Senate Bill 1 now in effect: What to know about law banning DEI initiatives at Ohio public colleges

FILE - Opponents of a multifaceted higher education bill protest across the Ohio Statehouse in Columbus, Ohio, May 17, 2023. (AP Photo/Samantha Hendrickson, File)

Credit: AP

Credit: AP

FILE - Opponents of a multifaceted higher education bill protest across the Ohio Statehouse in Columbus, Ohio, May 17, 2023. (AP Photo/Samantha Hendrickson, File)

COLUMBUS — A petition drive seeking the repeal of a recent Ohio law banning diversity, equity and inclusion programs as well as faculty strikes at public colleges and universities has fallen short of the signatures needed to place it before voters, organizers announced Thursday.

Surrounded by boxes of petitions, the organizers said they lacked the time and support to collect all 250,000 signatures needed to place a referendum on November’s ballot seeking to overturn the bill, which makes several higher education policy changes including the ban on DEI programs.
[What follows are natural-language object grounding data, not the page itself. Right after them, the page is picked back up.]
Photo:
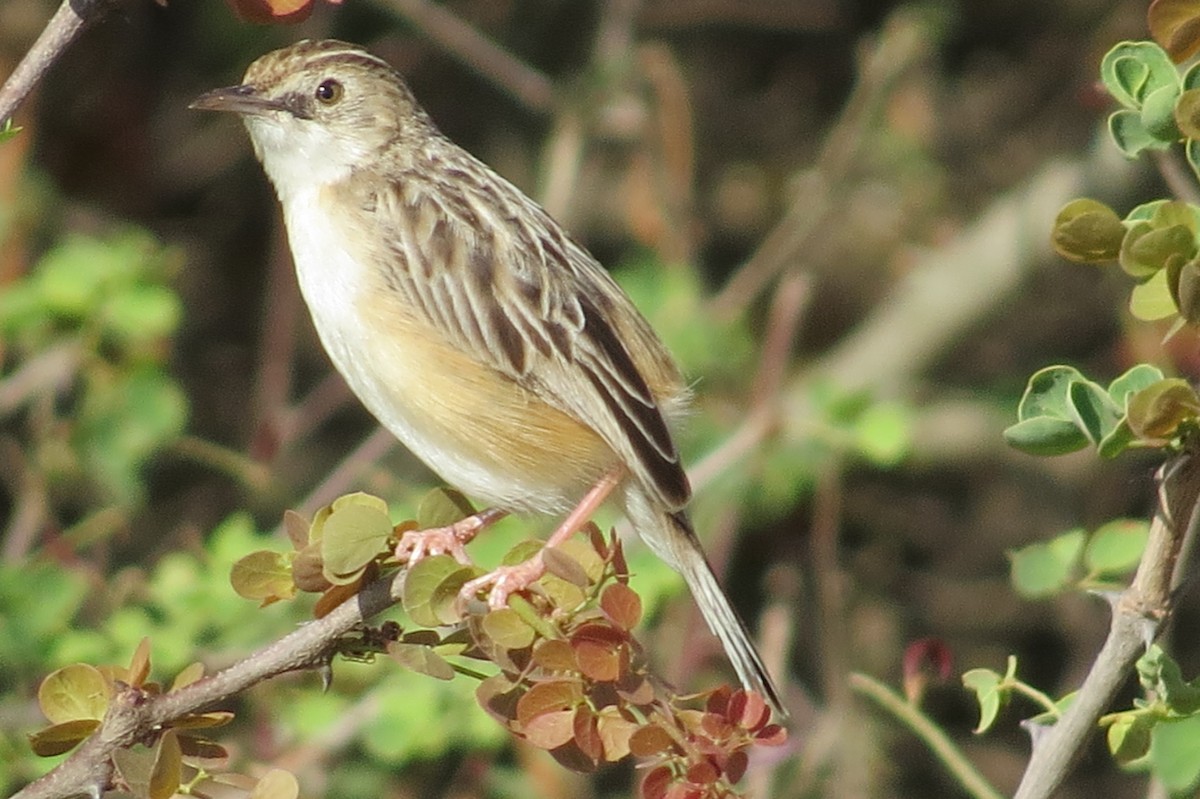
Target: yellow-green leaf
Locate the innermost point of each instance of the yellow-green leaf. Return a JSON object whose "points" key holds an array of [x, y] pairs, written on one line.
{"points": [[354, 534], [73, 692], [263, 575]]}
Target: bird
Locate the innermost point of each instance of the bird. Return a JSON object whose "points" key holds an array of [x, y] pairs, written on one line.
{"points": [[469, 323]]}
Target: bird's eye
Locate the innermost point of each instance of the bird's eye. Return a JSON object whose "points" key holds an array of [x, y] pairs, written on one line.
{"points": [[329, 91]]}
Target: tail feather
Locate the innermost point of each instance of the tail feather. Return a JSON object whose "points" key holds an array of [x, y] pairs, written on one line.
{"points": [[720, 616]]}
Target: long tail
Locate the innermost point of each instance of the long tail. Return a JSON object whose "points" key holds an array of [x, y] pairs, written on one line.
{"points": [[720, 616]]}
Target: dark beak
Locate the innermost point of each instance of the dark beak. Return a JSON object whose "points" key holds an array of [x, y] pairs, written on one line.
{"points": [[239, 100]]}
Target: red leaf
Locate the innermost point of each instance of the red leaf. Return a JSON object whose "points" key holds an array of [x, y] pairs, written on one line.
{"points": [[703, 773], [771, 736], [622, 605], [600, 652], [271, 11], [651, 740], [547, 697], [615, 732], [587, 733], [555, 655], [736, 766], [748, 710], [1175, 24], [499, 697], [655, 784]]}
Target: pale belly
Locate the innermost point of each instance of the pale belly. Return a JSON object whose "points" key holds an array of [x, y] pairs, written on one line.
{"points": [[474, 427]]}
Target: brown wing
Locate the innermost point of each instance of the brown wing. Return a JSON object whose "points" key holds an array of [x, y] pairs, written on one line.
{"points": [[550, 319]]}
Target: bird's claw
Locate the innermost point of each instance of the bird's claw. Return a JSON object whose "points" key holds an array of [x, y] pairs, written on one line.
{"points": [[417, 545], [504, 582]]}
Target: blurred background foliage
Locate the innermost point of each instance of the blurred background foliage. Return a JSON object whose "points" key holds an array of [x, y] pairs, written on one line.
{"points": [[766, 176]]}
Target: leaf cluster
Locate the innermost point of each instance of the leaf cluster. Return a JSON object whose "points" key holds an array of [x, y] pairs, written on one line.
{"points": [[1062, 412], [89, 330], [175, 758], [1157, 242], [570, 679]]}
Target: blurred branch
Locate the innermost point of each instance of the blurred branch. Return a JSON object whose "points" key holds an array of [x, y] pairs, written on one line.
{"points": [[135, 715], [1138, 617], [65, 25], [529, 86], [954, 761], [901, 43], [563, 151], [954, 287], [376, 445]]}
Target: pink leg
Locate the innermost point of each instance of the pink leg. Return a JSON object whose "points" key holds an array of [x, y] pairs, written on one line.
{"points": [[507, 581], [417, 545]]}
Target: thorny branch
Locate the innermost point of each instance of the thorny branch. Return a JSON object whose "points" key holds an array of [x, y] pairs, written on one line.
{"points": [[1139, 614], [133, 715]]}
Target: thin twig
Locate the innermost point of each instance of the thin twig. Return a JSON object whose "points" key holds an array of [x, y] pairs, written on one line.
{"points": [[1138, 617], [133, 714], [276, 354], [786, 314], [949, 755], [899, 47], [65, 25], [1181, 181], [529, 86], [378, 444]]}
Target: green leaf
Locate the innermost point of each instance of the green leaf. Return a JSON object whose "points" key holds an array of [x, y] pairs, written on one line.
{"points": [[508, 629], [1092, 409], [1147, 248], [1117, 440], [1048, 394], [1129, 134], [61, 738], [1129, 737], [1133, 380], [1087, 232], [73, 692], [263, 576], [142, 314], [985, 684], [1175, 24], [442, 508], [1116, 547], [9, 131], [883, 433], [1133, 70], [1156, 412], [421, 587], [420, 659], [1044, 436], [1161, 674], [1192, 152], [1187, 113], [353, 535], [1158, 113], [1175, 755], [1044, 569]]}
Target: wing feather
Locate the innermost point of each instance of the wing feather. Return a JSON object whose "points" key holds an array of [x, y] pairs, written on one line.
{"points": [[546, 320]]}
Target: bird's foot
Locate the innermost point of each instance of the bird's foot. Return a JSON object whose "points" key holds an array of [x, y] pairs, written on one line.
{"points": [[418, 545], [503, 582]]}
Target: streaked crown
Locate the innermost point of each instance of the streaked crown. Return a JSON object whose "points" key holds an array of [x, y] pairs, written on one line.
{"points": [[318, 109]]}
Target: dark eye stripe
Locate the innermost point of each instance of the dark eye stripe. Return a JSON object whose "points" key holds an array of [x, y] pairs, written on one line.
{"points": [[329, 91]]}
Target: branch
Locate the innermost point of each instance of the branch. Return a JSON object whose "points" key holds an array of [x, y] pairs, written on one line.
{"points": [[1138, 616], [529, 86], [817, 196], [65, 25], [133, 715]]}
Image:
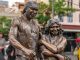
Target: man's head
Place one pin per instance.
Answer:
(55, 27)
(30, 9)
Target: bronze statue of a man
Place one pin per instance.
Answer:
(24, 33)
(53, 42)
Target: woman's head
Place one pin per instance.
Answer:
(30, 9)
(54, 27)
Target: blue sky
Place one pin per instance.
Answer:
(12, 1)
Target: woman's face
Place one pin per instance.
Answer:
(54, 29)
(31, 13)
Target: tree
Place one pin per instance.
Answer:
(60, 8)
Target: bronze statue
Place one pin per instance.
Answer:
(53, 42)
(24, 33)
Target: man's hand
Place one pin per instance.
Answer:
(29, 53)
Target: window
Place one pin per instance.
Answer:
(60, 17)
(70, 3)
(79, 3)
(70, 17)
(79, 18)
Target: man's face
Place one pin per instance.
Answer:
(54, 29)
(32, 12)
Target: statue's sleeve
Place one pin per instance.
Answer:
(13, 29)
(62, 45)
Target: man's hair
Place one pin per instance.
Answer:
(30, 4)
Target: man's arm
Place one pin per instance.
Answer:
(15, 43)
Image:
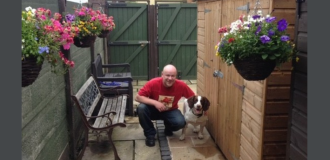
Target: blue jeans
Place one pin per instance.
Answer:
(173, 120)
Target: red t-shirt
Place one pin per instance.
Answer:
(170, 97)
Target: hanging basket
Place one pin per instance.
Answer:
(30, 71)
(104, 33)
(84, 42)
(254, 68)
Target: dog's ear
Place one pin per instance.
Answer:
(190, 101)
(205, 104)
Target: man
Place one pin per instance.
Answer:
(159, 100)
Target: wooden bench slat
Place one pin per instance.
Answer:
(88, 99)
(101, 112)
(109, 104)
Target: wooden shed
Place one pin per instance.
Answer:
(247, 119)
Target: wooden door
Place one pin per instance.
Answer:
(297, 139)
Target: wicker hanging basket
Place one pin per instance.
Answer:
(84, 42)
(254, 68)
(30, 71)
(104, 33)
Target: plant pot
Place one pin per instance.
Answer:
(254, 68)
(84, 42)
(104, 33)
(30, 71)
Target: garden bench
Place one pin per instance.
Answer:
(115, 76)
(99, 113)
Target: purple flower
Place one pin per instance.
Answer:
(270, 19)
(258, 30)
(271, 33)
(282, 24)
(256, 17)
(70, 17)
(264, 39)
(43, 49)
(284, 38)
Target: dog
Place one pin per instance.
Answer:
(194, 111)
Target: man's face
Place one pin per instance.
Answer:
(169, 77)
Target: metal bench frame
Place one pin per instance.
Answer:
(99, 113)
(103, 73)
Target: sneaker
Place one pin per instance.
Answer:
(150, 141)
(168, 132)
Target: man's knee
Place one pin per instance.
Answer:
(141, 108)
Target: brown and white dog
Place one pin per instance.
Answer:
(194, 109)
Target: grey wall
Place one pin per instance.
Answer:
(45, 133)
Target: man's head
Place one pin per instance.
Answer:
(169, 75)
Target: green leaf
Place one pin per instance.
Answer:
(264, 56)
(277, 55)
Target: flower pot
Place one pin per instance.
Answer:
(30, 71)
(254, 68)
(84, 42)
(104, 33)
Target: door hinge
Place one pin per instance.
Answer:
(239, 87)
(217, 73)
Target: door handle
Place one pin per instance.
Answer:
(143, 43)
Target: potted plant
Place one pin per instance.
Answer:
(42, 37)
(107, 24)
(255, 45)
(85, 19)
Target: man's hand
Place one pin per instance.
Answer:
(161, 107)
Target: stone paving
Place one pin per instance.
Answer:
(130, 141)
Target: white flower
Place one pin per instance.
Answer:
(28, 8)
(31, 10)
(259, 12)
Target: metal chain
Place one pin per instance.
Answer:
(257, 7)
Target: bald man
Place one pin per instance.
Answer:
(159, 100)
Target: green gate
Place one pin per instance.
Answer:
(128, 42)
(170, 37)
(177, 37)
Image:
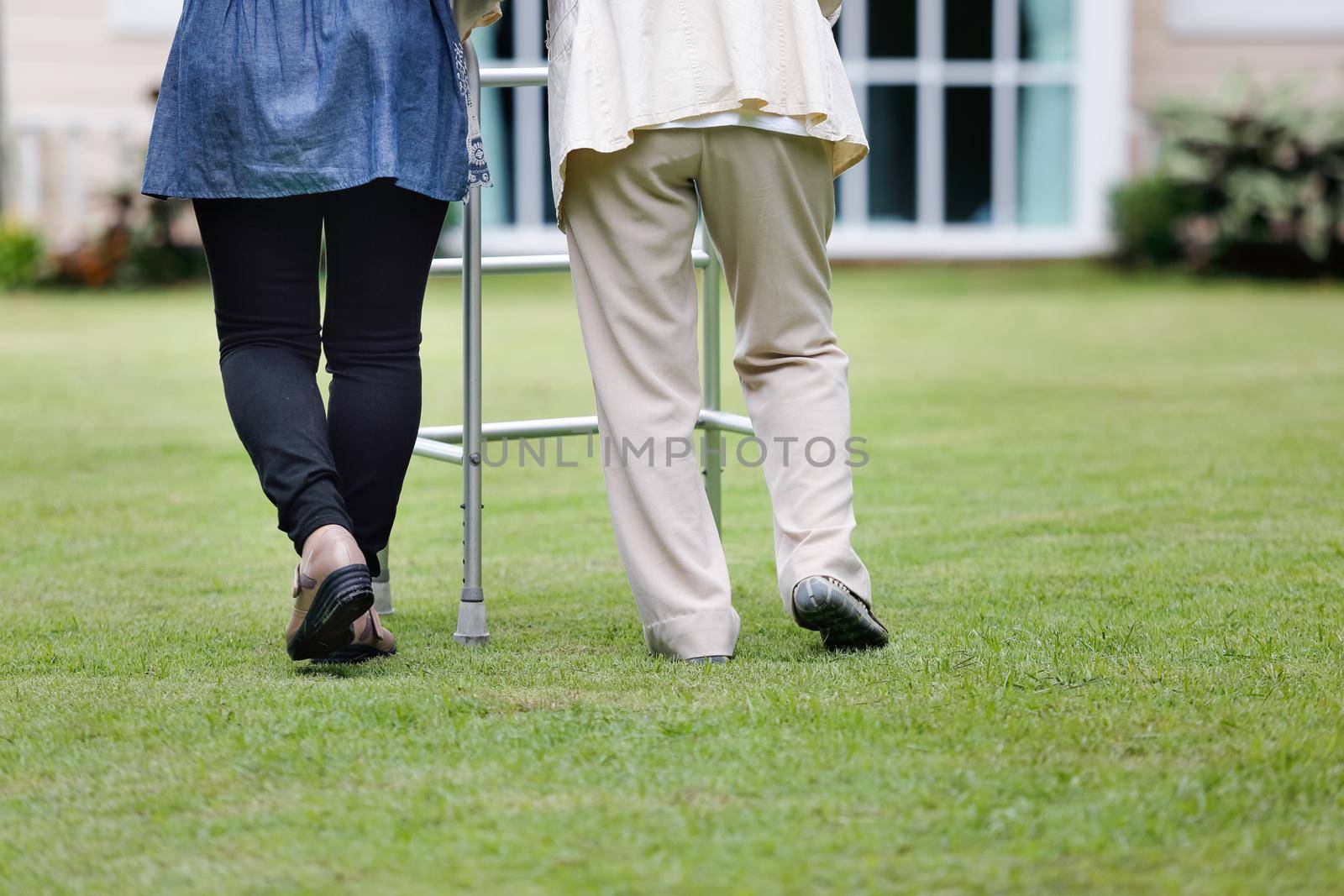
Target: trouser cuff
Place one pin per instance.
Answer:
(698, 634)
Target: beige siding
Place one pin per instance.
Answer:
(1168, 65)
(65, 70)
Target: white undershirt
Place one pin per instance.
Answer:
(739, 118)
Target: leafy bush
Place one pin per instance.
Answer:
(1252, 184)
(20, 257)
(131, 257)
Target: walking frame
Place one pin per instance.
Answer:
(463, 445)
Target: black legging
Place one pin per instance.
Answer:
(344, 465)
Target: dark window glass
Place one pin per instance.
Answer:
(969, 155)
(891, 167)
(893, 31)
(503, 35)
(969, 29)
(1045, 156)
(1046, 29)
(549, 208)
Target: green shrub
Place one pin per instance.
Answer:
(1144, 215)
(1253, 183)
(20, 257)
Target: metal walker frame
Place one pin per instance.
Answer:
(463, 445)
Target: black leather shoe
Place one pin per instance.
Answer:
(844, 621)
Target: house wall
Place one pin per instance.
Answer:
(1193, 47)
(78, 103)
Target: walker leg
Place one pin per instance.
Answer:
(711, 380)
(470, 610)
(383, 586)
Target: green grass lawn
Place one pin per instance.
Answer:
(1105, 520)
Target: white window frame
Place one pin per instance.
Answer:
(1256, 19)
(141, 18)
(1099, 76)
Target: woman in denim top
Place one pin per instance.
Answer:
(295, 125)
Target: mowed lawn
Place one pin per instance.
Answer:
(1105, 520)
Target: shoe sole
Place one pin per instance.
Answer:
(344, 595)
(354, 654)
(844, 622)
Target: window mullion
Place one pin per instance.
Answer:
(932, 150)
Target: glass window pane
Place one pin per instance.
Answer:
(891, 164)
(1045, 156)
(969, 155)
(891, 29)
(1046, 29)
(969, 29)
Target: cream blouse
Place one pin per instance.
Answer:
(622, 65)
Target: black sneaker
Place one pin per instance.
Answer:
(846, 622)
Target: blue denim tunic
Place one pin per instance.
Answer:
(269, 98)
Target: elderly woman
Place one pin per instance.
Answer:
(295, 125)
(739, 109)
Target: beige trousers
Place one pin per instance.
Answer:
(631, 217)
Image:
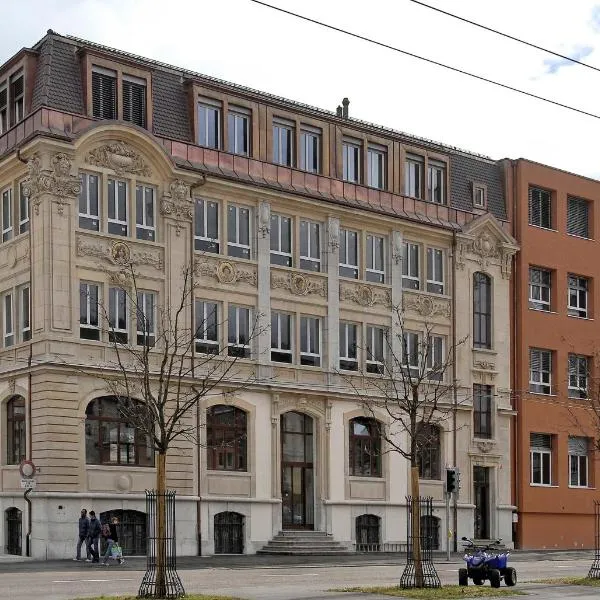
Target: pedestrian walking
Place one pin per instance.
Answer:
(84, 527)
Absent those signatures, Senate Bill 1 is now in effect in Ohio as of today.

• MORE ON THE BILL: DeWine signs law to ban DEI at Ohio public colleges

The legislation cleared the GOP-led Legislature and was signed by Gov. Mike DeWine in March. Supporters say it will protect “intellectual diversity,” including welcoming more conservative voices on campuses.

Among the provisions of Senate Bill 1, the Advance Ohio Higher Education Act:

Bans diversity, equity and inclusion initiatives on public college and university campuses and force current DEI initiatives to close, despite offering no definition of what actually constitutes a “DEI” initiative;

Allows the state to withhold funds for non-compliance with the bill;

Requires universities to “Affirm and declare that the state institution will not encourage, discourage, require or forbid students, faculty, or administrators to endorse, assent to, or publicly express a given ideology, political stance, or view of a social policy, nor will the institution require students to do any of those things to obtain an undergraduate or post-graduate degree”;

Requires students to take a state-designed American civics or history class before being awarded a bachelor’s degree;

Automatically eliminates any university degree program that awards fewer than five degrees per year on a three-year rolling average;

Prohibits full-time university faculty from striking;

Requires state training for university trustees and reduce trustee terms from nine years to six.

Opponents of the legislation numbered in the thousands. Educators and students delivered hours of opposition testimony and staged protests at the Statehouse, decrying the measure as an anti-labor government encroachment on academic freedom.

Schools that violate the measure would risk losing their state funding.